Expansion of governance capabilities
Prior to the Data + AI Summit, CEO and co-founder Ali Ghodsi told us that everything presented as innovative during the event has the goal of advancing governance, warehousing, engineering and data science. On the data governance side, Databricks will bring advanced capabilities to Unity Catalog. This solution was announced at last year’s Data + AI Summit, went into preview and will become generally available on AWS and Azure in the coming weeks.
Unity Catalog brings “fine-grained governance and security to lakehouse data using a familiar open interface”. The centralized governance solution for all data and AI assets features search and discovery, automated lineage for all workloads with the performance and scalability for a lakehouse on any cloud.
Data lineage was added to Unity Catalog earlier this month. Thereby, Databricks extended the governance capabilities for lakehouses. Companies gain insight into the entire data lifecycle. It provides insight into where lakehouse data comes from, who created it, how it has been modified over time and how it’s used for data warehousing and data science workloads.
Databricks Marketplace and Cleanrooms arrive shortly
Another significant update to the Lakehouse Platform is the Databricks Marketplace, which will become available in the coming months. The company aims to create an open marketplace for the distribution of data and analytics assets. Data providers can offer assets on the marketplace, such as data tables, files, models, notebooks and analytics dashboards. For organizations that want to get started with data, this is a simple and quick way to start analyses and gain insights. As an example, Databricks mentions subscribing to existing dashboards rather than building dashboards for reporting.
The Databricks Marketplace enables providers to share data without having to move or replicate it from their cloud storage. It is possible to deliver data to other clouds, tools and platforms.

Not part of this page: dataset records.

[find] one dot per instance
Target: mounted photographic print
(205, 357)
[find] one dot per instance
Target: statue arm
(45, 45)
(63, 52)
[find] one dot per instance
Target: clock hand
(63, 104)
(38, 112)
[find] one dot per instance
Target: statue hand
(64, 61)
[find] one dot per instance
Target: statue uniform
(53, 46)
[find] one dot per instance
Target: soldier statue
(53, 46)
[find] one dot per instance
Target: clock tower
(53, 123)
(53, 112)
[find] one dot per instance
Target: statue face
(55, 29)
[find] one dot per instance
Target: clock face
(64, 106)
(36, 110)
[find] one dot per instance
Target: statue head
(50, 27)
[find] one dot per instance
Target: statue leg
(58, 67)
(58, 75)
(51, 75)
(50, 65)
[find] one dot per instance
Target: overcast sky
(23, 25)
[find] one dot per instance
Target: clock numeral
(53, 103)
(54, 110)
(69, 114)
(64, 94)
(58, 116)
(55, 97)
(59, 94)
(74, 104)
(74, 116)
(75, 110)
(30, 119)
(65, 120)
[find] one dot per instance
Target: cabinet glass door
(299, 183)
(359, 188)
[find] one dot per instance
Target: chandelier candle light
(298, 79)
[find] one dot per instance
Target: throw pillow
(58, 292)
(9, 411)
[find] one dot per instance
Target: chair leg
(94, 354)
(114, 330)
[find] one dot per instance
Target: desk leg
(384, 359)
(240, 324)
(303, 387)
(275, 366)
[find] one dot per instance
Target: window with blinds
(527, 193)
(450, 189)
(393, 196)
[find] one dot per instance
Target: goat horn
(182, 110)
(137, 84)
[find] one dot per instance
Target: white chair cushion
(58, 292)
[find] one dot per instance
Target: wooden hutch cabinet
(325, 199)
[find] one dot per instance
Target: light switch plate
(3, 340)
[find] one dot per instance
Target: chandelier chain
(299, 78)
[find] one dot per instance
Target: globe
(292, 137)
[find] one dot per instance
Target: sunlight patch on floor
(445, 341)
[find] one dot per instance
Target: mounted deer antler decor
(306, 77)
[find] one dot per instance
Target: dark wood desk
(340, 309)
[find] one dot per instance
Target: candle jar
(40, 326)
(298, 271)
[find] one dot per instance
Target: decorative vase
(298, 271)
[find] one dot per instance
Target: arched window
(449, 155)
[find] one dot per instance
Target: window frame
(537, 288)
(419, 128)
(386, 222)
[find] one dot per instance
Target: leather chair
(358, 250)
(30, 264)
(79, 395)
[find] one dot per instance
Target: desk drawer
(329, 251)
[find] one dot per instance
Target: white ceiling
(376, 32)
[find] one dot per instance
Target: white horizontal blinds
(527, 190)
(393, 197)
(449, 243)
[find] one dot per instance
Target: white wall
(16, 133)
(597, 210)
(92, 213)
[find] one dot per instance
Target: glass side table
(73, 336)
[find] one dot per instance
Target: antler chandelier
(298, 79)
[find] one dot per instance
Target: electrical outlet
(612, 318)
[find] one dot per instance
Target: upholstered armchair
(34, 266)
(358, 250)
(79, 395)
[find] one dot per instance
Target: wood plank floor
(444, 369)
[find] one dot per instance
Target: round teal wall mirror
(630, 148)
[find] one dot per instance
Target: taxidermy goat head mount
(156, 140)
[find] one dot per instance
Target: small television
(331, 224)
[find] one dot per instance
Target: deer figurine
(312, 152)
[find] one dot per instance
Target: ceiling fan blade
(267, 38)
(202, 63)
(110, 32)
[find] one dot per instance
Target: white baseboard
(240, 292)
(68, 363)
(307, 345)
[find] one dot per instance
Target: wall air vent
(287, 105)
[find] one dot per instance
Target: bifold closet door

In addition, Cleanrooms provides upcoming functionality for data sharing and collaboration. This feature is particularly suitable for data sharing between companies, in a secure environment without needing replication. As an example, Databricks mentions media and advertising companies that want insight into the overlap of target groups and the reach of campaigns.
With Cleanrooms, Databricks wants to address the limitations of existing products. According to Databricks, alternative products have limitations because they only use SQL tools and risk data duplication between different platforms. Cleanrooms should allow organizations to collaborate easily, with the flexibility to run complex calculations and workloads using SQL, Python, R and Scala tools.
Data scientists can expect MLflow 2.0
As mentioned earlier, data science is one of the new features’ focus areas. Professionals that deal with data science can therefore get started with MLflow 2.0. Version 2.0 focuses on tackling the difficult and long process of getting a machine learning pipeline into production. This doesn’t just require writing code, but setting up infrastructure as well. Therefore, version 2.0’s MLflow Pipelines offer the possibility to handle operational details. Instead of setting up notebook orchestration, users can define the elements of the pipeline in a configuration file. MLflow Pipelines then handles the execution automatically.
Other features that data scientists can look forward to are Serverless Model Endpoints to support instant model hosting, as well as built-in Model Monitoring dashboards to help teams analyze model performance.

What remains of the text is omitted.